Внимание к локальному стало точкой сборки всей книги. Об этом свидетельствуют самые первые ее предложения, появившиеся в самых ранних черновиках: «У этой правды есть адреса, номера телефонов, фамилии, имена. Она живет в ленинградских квартирах, часто с множеством дверных звонков - надо только нажать нужную кнопку, возле которой значится фамилия, записанная в вашем блокноте» [Адамович, Гранин, 2020, с. 21]. По всей книге при упоминании свидетеля даются их адреса (например: «мы делали свою первую запись, приехав к Марии Гурьяновне Степанчук (ул. Шелгунова, д. 8)» [Адамович, Гранин, 2020, с. 40]. Цитируя воспоминания блокадников, авторы книги намеренно оставляли подробности, связанные с топографией Ленинграда (улицами, реками, мостами, конкретными зданиями) -это добавляло достоверности рассказам блокадников. Аутентичность места, его аура позволяли читателю конца 1970-х гг. соотнести опыт жителей блокадного Ленинграда со своим повседневным опытом.

Одна из ключевых метафор в книге, также отсылающая к локальности - «большой» и «малый радиусы» - была заимствована из дневника Георгия Князева, историка, архивиста и автора блокадного дневника, одного из главных героев второй части «Блокадной книги». Князев в дневнике стремился описать свою частную жизнь и профессиональную деятельность в период больших испытаний: «я ведь пишу не историю моего страшного времени со всем необъятным множеством различных

фактов, не занимаюсь их обобщением, объяснением. Я записываю то, что делается на моем малом радиусе» [Князев, 2009, с. 43].

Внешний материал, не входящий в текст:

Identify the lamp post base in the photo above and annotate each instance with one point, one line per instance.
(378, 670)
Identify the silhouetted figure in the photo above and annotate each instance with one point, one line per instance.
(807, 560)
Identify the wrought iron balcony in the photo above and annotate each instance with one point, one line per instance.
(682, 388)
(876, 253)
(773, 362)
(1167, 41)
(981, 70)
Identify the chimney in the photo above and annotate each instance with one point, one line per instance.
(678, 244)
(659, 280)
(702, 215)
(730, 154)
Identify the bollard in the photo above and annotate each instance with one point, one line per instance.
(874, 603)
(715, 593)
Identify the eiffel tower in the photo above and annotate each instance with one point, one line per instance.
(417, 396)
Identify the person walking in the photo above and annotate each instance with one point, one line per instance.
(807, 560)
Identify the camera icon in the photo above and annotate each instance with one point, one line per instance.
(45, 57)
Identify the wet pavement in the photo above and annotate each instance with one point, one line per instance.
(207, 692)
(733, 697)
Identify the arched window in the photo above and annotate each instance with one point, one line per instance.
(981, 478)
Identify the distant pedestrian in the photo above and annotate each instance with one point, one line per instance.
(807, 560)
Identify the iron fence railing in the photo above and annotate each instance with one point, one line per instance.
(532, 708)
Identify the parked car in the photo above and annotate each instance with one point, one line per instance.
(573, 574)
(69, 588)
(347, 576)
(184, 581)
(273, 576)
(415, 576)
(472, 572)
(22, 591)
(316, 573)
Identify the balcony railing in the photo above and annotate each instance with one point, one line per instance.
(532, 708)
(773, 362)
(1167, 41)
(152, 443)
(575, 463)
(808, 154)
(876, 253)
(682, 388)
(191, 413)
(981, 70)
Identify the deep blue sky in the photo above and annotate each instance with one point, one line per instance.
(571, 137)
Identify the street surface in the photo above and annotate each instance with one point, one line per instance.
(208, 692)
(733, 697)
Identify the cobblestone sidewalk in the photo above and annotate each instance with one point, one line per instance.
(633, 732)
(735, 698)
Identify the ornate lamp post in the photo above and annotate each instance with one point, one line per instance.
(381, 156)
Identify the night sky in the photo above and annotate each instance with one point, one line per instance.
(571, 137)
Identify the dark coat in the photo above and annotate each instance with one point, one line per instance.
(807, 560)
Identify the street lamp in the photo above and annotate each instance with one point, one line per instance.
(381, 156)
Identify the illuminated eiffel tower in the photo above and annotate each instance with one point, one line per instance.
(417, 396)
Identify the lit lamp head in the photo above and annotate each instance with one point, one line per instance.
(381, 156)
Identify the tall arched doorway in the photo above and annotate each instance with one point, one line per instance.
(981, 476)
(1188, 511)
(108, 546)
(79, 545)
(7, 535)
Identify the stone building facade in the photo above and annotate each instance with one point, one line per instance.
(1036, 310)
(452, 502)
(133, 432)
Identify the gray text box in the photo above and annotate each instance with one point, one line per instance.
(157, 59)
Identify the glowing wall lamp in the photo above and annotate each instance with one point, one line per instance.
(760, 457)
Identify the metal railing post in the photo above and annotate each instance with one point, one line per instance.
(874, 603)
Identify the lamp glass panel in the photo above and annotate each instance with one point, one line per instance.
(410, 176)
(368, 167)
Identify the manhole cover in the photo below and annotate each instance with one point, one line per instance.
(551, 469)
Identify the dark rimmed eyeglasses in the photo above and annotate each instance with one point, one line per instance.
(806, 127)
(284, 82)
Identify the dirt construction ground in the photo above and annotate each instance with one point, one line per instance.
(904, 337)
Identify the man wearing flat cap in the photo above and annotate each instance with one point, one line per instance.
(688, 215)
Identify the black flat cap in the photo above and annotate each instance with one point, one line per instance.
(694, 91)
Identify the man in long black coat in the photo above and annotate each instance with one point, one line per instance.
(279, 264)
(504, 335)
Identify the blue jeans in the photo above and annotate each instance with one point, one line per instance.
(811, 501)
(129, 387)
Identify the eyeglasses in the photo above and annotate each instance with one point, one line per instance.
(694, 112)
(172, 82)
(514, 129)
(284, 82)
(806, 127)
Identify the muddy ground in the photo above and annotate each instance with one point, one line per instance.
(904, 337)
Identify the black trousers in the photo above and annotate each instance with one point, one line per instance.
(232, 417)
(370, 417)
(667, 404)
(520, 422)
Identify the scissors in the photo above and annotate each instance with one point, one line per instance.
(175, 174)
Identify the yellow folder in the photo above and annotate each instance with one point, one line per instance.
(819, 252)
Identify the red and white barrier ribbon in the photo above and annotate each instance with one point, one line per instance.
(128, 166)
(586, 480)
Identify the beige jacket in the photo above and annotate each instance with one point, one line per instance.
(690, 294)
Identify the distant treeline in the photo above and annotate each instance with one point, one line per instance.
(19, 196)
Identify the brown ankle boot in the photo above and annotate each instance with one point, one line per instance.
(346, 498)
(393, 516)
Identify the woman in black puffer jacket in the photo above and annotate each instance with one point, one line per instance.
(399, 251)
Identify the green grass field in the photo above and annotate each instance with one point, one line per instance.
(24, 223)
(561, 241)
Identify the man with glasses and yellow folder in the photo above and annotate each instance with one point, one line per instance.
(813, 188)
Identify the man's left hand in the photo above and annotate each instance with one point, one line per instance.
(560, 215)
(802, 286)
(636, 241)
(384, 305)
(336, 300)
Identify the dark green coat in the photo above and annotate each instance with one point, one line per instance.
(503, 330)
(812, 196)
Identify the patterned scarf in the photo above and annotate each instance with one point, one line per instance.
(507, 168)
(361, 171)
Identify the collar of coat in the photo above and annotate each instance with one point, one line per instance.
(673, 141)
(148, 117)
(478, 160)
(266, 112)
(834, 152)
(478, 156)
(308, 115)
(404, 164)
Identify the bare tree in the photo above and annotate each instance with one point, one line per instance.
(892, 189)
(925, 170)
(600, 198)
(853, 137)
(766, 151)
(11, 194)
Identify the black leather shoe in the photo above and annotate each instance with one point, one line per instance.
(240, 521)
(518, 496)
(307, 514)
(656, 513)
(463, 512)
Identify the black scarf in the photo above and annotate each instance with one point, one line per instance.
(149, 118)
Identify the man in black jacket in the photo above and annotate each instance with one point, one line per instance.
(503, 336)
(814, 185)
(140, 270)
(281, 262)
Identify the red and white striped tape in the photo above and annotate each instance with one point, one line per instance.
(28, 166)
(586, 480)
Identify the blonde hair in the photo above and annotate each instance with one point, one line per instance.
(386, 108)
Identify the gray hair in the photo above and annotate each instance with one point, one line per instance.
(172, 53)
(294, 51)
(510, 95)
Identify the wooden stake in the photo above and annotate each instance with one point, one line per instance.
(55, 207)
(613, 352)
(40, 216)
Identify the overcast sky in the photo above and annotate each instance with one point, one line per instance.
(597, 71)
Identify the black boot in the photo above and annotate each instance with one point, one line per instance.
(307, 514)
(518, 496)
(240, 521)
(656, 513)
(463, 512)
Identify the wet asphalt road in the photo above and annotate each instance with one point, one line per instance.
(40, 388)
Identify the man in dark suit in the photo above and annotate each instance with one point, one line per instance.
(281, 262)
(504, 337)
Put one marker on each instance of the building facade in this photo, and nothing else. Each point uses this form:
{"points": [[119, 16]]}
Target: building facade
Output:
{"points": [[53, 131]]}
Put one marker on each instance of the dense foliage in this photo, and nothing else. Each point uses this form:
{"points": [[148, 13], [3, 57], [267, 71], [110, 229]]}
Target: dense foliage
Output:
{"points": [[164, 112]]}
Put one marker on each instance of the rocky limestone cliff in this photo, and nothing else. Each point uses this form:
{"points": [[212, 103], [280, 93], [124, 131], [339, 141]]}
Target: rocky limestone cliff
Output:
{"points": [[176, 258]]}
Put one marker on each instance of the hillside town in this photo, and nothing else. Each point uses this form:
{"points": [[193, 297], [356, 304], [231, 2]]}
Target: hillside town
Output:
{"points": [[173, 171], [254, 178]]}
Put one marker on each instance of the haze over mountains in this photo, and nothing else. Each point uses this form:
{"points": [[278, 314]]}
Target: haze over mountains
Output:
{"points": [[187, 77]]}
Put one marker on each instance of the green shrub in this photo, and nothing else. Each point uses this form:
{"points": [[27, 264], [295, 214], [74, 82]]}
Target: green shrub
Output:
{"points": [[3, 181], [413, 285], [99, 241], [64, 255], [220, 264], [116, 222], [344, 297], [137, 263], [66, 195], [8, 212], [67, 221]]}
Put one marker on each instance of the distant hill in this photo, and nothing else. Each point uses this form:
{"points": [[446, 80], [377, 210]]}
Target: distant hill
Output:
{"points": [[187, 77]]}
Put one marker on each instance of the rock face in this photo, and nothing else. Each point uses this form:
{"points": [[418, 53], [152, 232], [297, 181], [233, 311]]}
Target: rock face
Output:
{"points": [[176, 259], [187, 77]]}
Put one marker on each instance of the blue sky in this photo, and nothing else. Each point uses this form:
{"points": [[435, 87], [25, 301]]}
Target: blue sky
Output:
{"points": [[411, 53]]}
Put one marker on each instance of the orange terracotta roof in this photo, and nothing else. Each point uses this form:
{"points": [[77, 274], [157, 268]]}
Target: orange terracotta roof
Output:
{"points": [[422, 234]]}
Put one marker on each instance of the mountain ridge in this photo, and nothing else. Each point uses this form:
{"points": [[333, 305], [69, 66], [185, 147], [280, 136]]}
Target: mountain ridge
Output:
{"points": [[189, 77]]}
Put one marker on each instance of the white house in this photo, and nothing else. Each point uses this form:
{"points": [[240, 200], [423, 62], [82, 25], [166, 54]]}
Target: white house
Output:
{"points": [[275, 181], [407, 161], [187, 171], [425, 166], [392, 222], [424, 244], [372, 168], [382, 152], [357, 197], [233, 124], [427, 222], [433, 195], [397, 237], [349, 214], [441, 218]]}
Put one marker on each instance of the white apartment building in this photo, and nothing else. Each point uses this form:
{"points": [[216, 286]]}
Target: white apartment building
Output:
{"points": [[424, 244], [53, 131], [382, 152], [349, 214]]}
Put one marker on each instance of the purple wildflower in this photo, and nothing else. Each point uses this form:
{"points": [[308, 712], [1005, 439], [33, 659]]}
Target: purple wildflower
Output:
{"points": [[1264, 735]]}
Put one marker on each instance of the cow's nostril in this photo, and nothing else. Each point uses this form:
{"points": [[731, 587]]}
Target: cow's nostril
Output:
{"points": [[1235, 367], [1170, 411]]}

Активное использование блокадных дневников в книге объясняется, с одной стороны, представлением о статусе дневника как свидетельства и его документальной аутентичности, с другой стороны - желанием показать «малые радиусы» других людей. Для авторов «Блокадной книги» статус дневника как свидетельства был несравненно выше. Это хорошо видно по фразе из рабочих материалов к книге: «Для начал[ьных] глав важно - из дневников дать. Там лучше это - как зловеще и неожиданно это открылось - голод. А дальше уже "щепу" из рассказов» [Из записных книжек..., 2020, с. 643]. В 2000-е гг. Даниил Гранин вспоминал: «для нас они [дневники] имели особую ценность, потому что это были не воспоминания, куда примешивались уже какие-то посторонние звуки и мотивы, а это была подлинная жизнь тех дней, подлинные ощущения, подлинные события, числа. Все было абсолютно достоверное» [ЦГАЛИ СПб., ф. Р-107, оп. 6, д. 6, л. 76]. Существующее сегодня представление о блокадном дневнике как одном из главных символов блокады Ленинграда в 1970-е гг. находилось еще в процессе формирования: их почти не публиковали, очень редким было употребление словосочетания «блокадный дневник». «Блокадная книга» стала одним из тех текстов, которые сформировали это представление: если первая часть, опубликованная в 1977 г., содержала лишь одну главу, посвященную феномену блокадного дневника, и цитаты из них, то вторая (1981), которую Алесь Адамович называл «дневниковой», почти целиком была посвящена двум текстам - дневникам Юры Рябинкина и Георгия Князева.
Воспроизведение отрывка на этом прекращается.